To understand the current state of the Internet sales tax issue in 2018, one must first understand the history of the topic. States and online retailers have spent significant amounts of time and money battling over the issue as well as a tax on digital goods. But why? The answer is found in the refusal of the Supreme Court to step in and update a legal standard that was established well before this Internet thingy [“thingy” is a Latin word. Go with it.] matured as an economic platform and radically changed the consumer markets around the world.
Sales Tax History
The 1990s are known for many things. In tax and legal circles, the decade is known for a case named Quill Corp. vs. North Dakota. Quill is a Supreme Court decision that addressed the question of whether states could force out of state retailers to collect and remit sales tax on catalog sales. This video digs into the specifics and how the Supreme Court ruling made a mess of things once the Internet came on the scene.
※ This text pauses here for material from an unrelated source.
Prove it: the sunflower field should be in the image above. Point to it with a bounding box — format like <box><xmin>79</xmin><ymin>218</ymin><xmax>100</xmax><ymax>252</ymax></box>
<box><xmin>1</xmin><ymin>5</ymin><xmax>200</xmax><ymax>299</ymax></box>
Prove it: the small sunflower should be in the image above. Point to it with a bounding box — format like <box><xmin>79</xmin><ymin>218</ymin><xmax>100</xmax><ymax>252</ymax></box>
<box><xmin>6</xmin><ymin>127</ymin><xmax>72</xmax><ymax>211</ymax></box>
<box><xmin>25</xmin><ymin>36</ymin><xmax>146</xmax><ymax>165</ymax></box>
[Click to view a video on the Internet sales tax Supreme Court decision that changed everything – South Dakota vs. Wayfair.]
As an aside, the actions of the Supreme Court represent an example of how the Court views its role in establishing laws. The Court typically selects cases for review that will set fundamental standards in a particular niche of law. The standard may be based on an esoteric issue or something more general such as a change in society.
In the current situation, the Court is acknowledging a fundamental change in society. With the Internet, the concept that state borders should be used as part of a test in establishing a duty becomes a bit ridiculous. No such borders exist online. While Wayfair addresses an online tax issue, it also announces to governments, politicians, judges, and lawyers that the Court will now be recognizing the unique nature of the Internet in future cases. Any areas of law relying on antiquated physical factors that are no longer relevant in a digital world are ripe for reconsideration.